ÇUKUROVA Üniversitesi (ÇÜ) Tıp Fakültesi Balcalı Hastanesi Çocuk Enfeksiyon Hastalıkları Bilim Dalı Başkanı Prof. Dr. Derya Alabaz, Adana’da erişkinlerde olduğu gibi çocuk vakalarda da daha hızlı yayılım özelliğine sahip İngiliz varyantının görüldüğünü ve artış gözlemlediklerini bildirdi. Yaklaşan Ramazan Bayramı ile ilgili de ailelere uyarılarda bulunan Alabaz, el öpme geleneğinin gelecek seneye kalması gerektiğini vurguladı. 
Pandemi dönemi toplumda vaka sayısı erişkinlerle beraber çocuklarda da artış gösteriyor. Koronavirüsün daha hızlı yayılımına ve bulaşına neden olan İngiliz varyantı, Adana’da erişkinlerdeki gibi çocuklarda da görülürken, bu durum uzmanları tedirgin ediyor. Çocuklarda bulaşın önlenmesi, hızlı şekilde tedaviye başlamaları ve iyi izlenmeleri açısından evde aile fertlerinden birinin koronavirüs geçirmesi durumunda daha sonra çocukta görülen herhangi bir belirti halinde doktora başvurulması gerektiği belirtiliyor. Çocuklarda bulaşın okuldan çok ev içinde gerçekleştiğine dikkati çeken ÇÜ Tıp Fakültesi Balcalı Hastanesi Çocuk Enfeksiyon Hastalıkları Bilim Dalı Başkanı Prof. Dr. Derya Alabaz, koronavirüs geçiren çocuklarda daha sonra oluşabilecek post sendromlara dikkat edilmesi gerektiğini bildirdi. Prof. Dr. Derya Alabaz, yaklaşan Ramazan Bayramı ile ilgili de ailelere uyarılarda bulanarak el öpme geleneğinin gelecek seneye bırakılmasını istedi.  
‘İNGİLİZ MUTANTI ARTIŞTA’
Erişkin vakaların daha çok olduğunu ancak aile içi bulaş nedeniyle çocuk vakalarda da artış gözlemlediklerini dile getiren Prof. Dr. Derya Alabaz, “Aile içindeki bulaşlarla beraber çocuklarda da İngiliz mutantını daha fazla görmeye başladık. Şu an için erişkindeki gibi çocuk vakalarda da İngiliz varyantı artış durumundadır. Bu durumun çocuklarda, erişkinlerden daha farklı tablo yarattığı gibi bir izlenime kapılmayalım ama daha kolay bulaşabildiği ve daha çok yayılabildiği için bizi tedirgin eden bir varyanttır. Bunların çoğunu evde izlemeye çalışıyoruz ama daha sonraki dönemlerdeki etkilenimlerini herhalde zamanla göreceğiz” diye konuştu.

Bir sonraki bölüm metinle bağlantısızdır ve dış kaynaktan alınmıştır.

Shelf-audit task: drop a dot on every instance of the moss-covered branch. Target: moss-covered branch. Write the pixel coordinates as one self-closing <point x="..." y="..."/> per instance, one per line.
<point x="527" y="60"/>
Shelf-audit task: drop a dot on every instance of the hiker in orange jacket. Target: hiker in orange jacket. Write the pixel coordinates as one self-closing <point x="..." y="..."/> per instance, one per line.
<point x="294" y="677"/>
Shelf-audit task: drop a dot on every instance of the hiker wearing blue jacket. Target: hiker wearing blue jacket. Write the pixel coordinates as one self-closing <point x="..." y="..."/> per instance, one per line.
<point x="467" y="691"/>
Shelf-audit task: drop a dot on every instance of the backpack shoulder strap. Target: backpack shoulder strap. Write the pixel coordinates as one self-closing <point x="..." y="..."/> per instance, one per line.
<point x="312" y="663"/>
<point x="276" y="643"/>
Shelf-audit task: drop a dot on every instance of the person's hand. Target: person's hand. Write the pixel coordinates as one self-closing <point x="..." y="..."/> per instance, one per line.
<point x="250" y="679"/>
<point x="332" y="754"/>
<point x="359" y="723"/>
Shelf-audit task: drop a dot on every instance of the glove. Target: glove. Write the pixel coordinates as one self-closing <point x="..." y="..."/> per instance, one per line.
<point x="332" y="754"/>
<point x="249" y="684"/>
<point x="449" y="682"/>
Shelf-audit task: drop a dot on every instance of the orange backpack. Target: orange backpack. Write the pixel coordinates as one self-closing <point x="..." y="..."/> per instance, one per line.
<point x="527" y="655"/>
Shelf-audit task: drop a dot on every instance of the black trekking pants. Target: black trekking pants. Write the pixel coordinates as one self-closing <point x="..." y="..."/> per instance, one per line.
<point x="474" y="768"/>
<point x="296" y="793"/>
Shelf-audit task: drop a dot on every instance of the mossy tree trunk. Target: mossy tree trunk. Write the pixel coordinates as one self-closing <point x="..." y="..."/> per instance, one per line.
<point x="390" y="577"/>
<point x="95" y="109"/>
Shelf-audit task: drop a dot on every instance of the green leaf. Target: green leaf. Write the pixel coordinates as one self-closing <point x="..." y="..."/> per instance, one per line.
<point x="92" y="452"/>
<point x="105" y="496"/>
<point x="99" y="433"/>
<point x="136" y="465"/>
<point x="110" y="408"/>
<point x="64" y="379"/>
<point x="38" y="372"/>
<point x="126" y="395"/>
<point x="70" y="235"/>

‘EL ÖPME GELENEĞİ SENEYE KALSIN’
Yaklaşan Ramazan Bayramı ile ilgili de ailelere uyarılarda bulunan Prof. Dr. Derya Alabaz, şöyle konuştu:
“El öpmek bir çocuğun bayramdaki olmazsa olmazıdır. Çünkü onlar özellikle harçlıklarını toplayabilmek için bunu istiyorlar. Ancak artık farklı tokalaşma farklı kucaklaşma yöntemleri var. Büyük anne ve büyük babalar bu yöntemleri kullansalar çok daha iyi olacak. Onların torunlarını çok fazla özlemesiyle öpüşme, el öpme gibi durumlar el hijyeni açısından sıkıntılar yaratabilir. Biz tabii ki geleneklerimizin devam etmesini her zaman istiyoruz ancak Covid pandemisi döneminde evet belki harçlıklar verilsin ama kucaklaşma ve el öpme konusu herhalde hepimizin anlayacağı gibi gelecek seneye kalmalıdır.” 

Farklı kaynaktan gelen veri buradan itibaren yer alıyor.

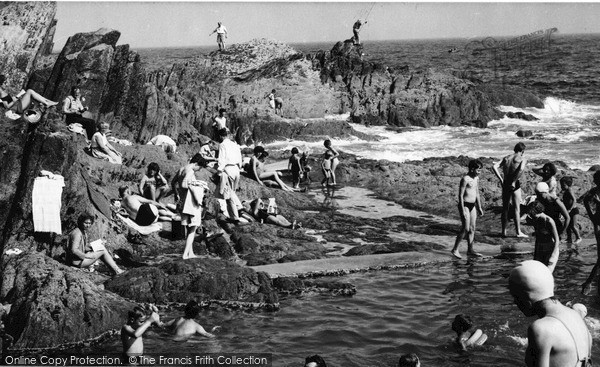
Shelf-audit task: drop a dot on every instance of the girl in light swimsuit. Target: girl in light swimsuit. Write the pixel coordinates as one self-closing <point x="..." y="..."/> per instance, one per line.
<point x="469" y="205"/>
<point x="19" y="104"/>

KORONAVİRÜS VE MIS-C BELİRTİLERİ
Koronavirüs nedeniyle çocuklarda ishal, ateş, cilt döküntüleri gibi belirtiler görüldüğünü söyleyen Prof. Dr. Alabaz, özellikle çabuk yorulan, ateşi uzun süre devam etmiş olan vakaların kardiyolojik yönden izlendiğini bazılarının da gözlem altında tutularak takip edildiğini kaydetti. Bu grupta bir diğer tehlike olan MIS-C sendromunun belirtilerini de anlatan Alabaz, “MIS-C, Covid-19 virüsüyle enfekte olunduktan sonra yaklaşık 4-5 hafta sonra aslında bağşıklık sisteminin verdiği ileri derece bir yanıttır. Bu durumda ateş, ishal, daha küçük yaş grubu iştahsızlıkla kendini gösteren, tat alma, koku duyusu biraz daha erişkinlerden az etkilenen ama kardiyak problemlerle gelebilen bunun yanında bağırsakları tutan, karın ağrısı ishalle giden bir tablo olabiliyor” dedi.  

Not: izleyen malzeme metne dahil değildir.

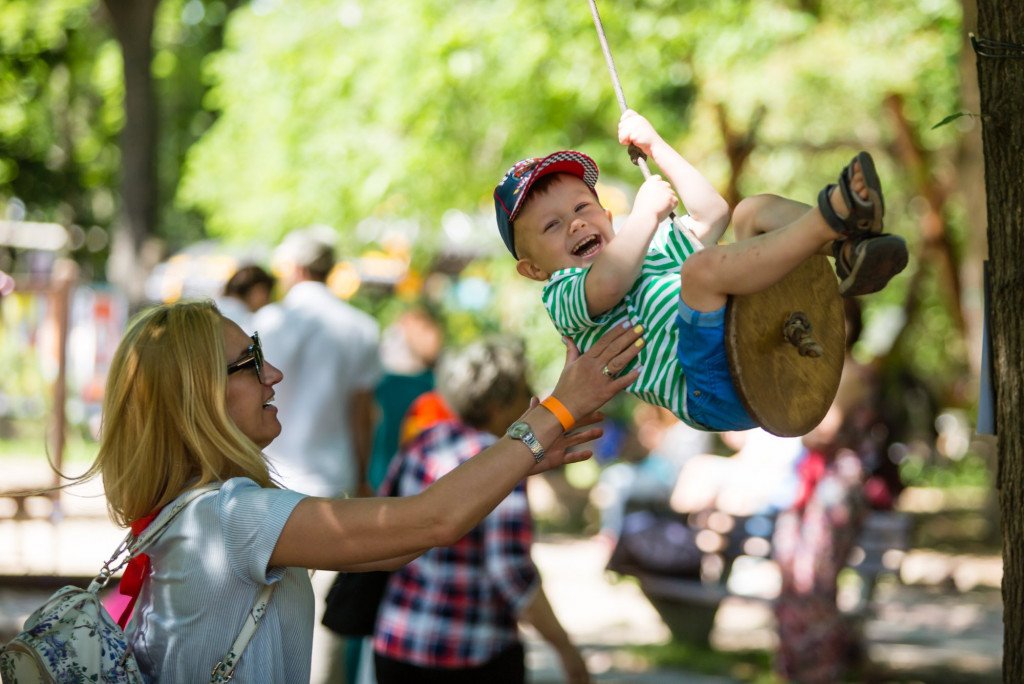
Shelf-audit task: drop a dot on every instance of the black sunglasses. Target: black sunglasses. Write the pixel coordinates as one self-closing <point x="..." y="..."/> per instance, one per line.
<point x="253" y="357"/>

MIS-C İLE KAYBEDİLEN VAKALAR OLDU
MIS-C sendromu nedeniyle kaybedilen hastalar olduğunun altını çizen Prof. Dr. Derya Alabaz, şöyle konuştu: 
“Bunlar özellikle kalbi, damar sistemini tuttuğunda ritim bozukluğundan kalp yetmezliğine kadar hatta beyini bile tutan, menenjiti taklit eden tablolarla da gelebiliyorlar. Bu hastaların özellikle gecikmeden gelmeleri kıymetli. Çünkü eğer çok etkilenirse bizim yapabileceğimiz tedavilerde kısıtlanıyor. Ama daha hafif semptomlarla gelen çocuklar evde bir haftaya kadar ki bulgularla toparlayabiliyorlar. Bizim en tehlikeli gördüğümüz dönem adolesan çağıdır. Bu yaş gurubunda erişkinlerdeki gibi kalp-damar sistemi etkilenmektedir. 1 yaşındaki bebeğin bile bu virüsten etkilendiğini gördüğümüz gibi en çok aslında adolesan çağına ailelerin dikkat etmesi gerekiyor. Şikayet ve bulgularını vermeyen çocukların üzerine biraz daha titrenmesi gerektiğini vurgulamak istiyorum.”

Görüntü Dökümü
———————–
– ÇÜ Tıp Fakültesi Balcalı Hastanesi Çocuk Enfeksiyon Hastalıkları Bilim Dalı Başkanı Prof. Dr. Derya Alabaz ile röp. 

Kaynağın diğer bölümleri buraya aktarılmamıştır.